B P Collins’ lawyers acting for a leading buildings insurer have succeeded in obtaining the High Court’s permission to lift the statutory stay imposed after directors of a defendant building company placed it into administration the day before a hearing to consider applications for judgment in a long-standing claim over building defects.
The claim, which was later revised to c£670,000 in value, was first issued in February 2022 and sought to recover sums in debt and/or damages from a building company, and its parent under a deed of indemnity, in respect of costs incurred to remedy fire-safety defects at a London building development.
Despite agreeing to a stay to allow pre-action correspondence to take place, the builder entered into a CVA in May 2022, which sought to compromise claims not only of its creditors but also from creditors with ‘performance guarantees’ in place with its parent. As a result, the insurer’s claim proceeded against the parent as a claim under its indemnity, which the parent sought to defend on the sole basis that the claim had been compromised by the CVA.
No defence was filed; rather, the parent applied to stay and for summary judgment on the strength of the CVA, and in circumstances where a third-party challenge to the CVA had been brought by two ‘guarantee’ creditors, prompting a cross-application for summary judgment and an interim payment on account of damages by the insurer.
The High Court in the CVA challenge found that (i) insufficient information had been given to guarantee creditors as to their position in relation to the parent, and that there was a material irregularity arising from the absence of a full explanation over how the guarantee creditor claim sum was reached; and (ii) one of the creditor applicants with a guarantee had been unfairly prejudiced on the basis that the class of guarantee creditors had been swamped by votes from creditors who were to be paid in full, without due justification.
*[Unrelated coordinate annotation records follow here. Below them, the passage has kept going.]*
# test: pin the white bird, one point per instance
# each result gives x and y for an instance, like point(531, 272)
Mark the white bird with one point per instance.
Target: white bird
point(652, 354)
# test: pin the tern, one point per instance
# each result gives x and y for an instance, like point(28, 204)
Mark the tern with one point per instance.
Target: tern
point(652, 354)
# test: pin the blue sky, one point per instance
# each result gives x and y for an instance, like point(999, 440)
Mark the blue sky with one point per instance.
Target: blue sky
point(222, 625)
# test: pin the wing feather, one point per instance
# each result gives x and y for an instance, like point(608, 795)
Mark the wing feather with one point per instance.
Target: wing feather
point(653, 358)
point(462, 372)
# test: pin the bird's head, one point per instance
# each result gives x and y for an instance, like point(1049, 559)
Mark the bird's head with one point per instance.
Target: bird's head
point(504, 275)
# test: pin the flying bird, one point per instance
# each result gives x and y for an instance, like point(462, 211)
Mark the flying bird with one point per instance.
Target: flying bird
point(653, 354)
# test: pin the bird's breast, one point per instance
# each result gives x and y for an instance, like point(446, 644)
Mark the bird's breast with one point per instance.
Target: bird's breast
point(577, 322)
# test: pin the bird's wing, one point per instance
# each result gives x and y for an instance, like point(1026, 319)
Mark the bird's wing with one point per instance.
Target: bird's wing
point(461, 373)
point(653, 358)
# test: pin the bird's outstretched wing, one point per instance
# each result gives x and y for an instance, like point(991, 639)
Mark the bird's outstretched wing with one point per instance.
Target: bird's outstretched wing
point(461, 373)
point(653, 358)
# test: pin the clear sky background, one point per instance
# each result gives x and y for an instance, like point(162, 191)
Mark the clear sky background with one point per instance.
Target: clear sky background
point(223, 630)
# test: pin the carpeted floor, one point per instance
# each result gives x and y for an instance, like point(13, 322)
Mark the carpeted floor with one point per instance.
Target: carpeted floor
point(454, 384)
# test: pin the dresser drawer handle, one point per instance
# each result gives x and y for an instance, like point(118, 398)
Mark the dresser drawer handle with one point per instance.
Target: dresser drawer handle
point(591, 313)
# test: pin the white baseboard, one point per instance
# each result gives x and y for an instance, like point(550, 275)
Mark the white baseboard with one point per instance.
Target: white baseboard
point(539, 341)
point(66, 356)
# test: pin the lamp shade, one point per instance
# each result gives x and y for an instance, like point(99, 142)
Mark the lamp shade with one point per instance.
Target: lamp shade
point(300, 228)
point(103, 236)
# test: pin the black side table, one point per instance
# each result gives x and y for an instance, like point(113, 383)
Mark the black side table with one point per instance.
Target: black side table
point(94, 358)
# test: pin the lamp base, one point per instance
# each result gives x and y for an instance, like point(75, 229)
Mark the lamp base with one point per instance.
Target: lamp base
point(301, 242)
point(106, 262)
The builder sought to appeal to the Court of Appeal, which was dismissed on 19 April 2023, and as a result directions were given in the claim against the parent requiring it to file a defence and for the outstanding applications to be listed and heard. No defence was filed, and as a result, the claimant applied to bring on the outstanding applications and also sought judgment in default on the premise that the argument based on the CVA could no longer be maintained and as time to file a defence had passed.
The three applications were listed for a day’s hearing, with one day of pre-reading. Having ignored arrangements for the claim, at 3.15 pm on the day before the hearing, solicitors for the parent company wrote to confirm that they were now instructed for administrators, and confirmed that the parent had been placed into administration that day and requested that the court simply vacate the hearing.
Against this background, and on notice to the administrators, the claimant made an oral application at the hearing to lift the moratorium imposed by the administration in order to solely deal with the outstanding applications, and to allow the court to enter judgment in default and assess the claimant’s costs. Against strong opposition, in a fact-specific decision the Court concluded that the long time in which the case had been ongoing, the costs incurred, and the very late notice of the administration, coupled with a history of having been ‘messed around’, were relevant factors in deciding that the circumstances were ‘exceptional’ so as to allow the court to exercise its discretion and lift the moratorium and deal with the claimant’s applications.
Although no enforcement will take place in the ordinary sense because of the administration, the effect of that finding is significant: a substantial proportion of the claimant’s indebtedness has been crystalised enabling its debts (now of c.£1 million, including interest and cost awards) to be addressed in the wider administration, and it provides a further warning for companies that fail to engage in litigation.